Data and tools

Child and maternal health statistics: Published by PHE, this collection of statistics used to improve decision making for planning services for pregnant women, children, young people and families has been updated for 2021. The update includes indicators related to under 18 conceptions, pregnancy and birth, and admissions for children with long-term conditions, emergency admissions and A&E attendance.
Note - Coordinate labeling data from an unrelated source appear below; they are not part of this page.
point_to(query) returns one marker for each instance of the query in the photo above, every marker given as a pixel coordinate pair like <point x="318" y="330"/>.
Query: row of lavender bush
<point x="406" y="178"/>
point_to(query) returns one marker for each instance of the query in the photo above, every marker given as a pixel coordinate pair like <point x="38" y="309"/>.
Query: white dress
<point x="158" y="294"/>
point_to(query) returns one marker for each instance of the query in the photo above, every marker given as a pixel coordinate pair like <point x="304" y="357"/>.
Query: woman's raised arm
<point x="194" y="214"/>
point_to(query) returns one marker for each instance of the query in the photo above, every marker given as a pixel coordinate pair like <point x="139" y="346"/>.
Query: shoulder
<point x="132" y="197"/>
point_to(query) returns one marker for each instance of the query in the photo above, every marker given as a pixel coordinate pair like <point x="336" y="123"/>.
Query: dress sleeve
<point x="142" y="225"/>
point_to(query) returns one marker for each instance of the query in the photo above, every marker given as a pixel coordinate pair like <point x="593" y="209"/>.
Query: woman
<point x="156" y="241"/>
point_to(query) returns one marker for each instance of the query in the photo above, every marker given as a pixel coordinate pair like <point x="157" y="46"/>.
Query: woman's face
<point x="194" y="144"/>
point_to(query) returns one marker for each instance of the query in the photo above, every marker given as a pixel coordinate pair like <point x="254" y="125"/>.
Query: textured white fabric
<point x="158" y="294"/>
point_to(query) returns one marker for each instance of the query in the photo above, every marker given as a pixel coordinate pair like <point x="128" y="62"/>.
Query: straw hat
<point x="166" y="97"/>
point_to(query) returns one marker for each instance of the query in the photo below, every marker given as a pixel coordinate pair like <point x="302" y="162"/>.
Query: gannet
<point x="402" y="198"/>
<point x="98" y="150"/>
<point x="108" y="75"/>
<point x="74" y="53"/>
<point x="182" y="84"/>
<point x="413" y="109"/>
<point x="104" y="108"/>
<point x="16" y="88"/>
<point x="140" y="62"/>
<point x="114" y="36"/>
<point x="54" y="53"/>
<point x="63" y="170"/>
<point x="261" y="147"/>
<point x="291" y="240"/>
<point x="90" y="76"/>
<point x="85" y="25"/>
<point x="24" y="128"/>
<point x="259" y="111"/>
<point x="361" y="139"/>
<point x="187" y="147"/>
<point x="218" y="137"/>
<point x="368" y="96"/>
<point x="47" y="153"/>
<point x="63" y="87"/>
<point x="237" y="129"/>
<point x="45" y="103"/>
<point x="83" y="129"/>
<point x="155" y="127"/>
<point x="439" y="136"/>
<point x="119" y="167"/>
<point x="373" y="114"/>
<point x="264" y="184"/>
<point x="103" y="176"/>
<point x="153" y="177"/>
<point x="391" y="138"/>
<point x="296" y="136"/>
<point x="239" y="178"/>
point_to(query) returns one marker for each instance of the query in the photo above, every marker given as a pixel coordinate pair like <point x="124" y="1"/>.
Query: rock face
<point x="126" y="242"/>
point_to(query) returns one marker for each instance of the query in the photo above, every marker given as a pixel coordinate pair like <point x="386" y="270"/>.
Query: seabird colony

Reports and evidence briefings

Adolescent mental health evidence brief 2: In this 2 part briefing by the Early Intervention Foundation (EIF) looking at adolescents and mental health, the first brief showed us that anxiety and depressive disorders are the most common mental disorders among adolescents in England. The second newly released brief goes onto explore the long-term associations between adolescent emotional and behavioural problems during adolescence and adulthood. The brief shows that adolescents who experience persistent emotional problems and or who exhibit behavioural problems are at greater risk of negative outcomes (poorer employment, depression etc) in adulthood. It highlights the importance of investment in prevention and early intervention support.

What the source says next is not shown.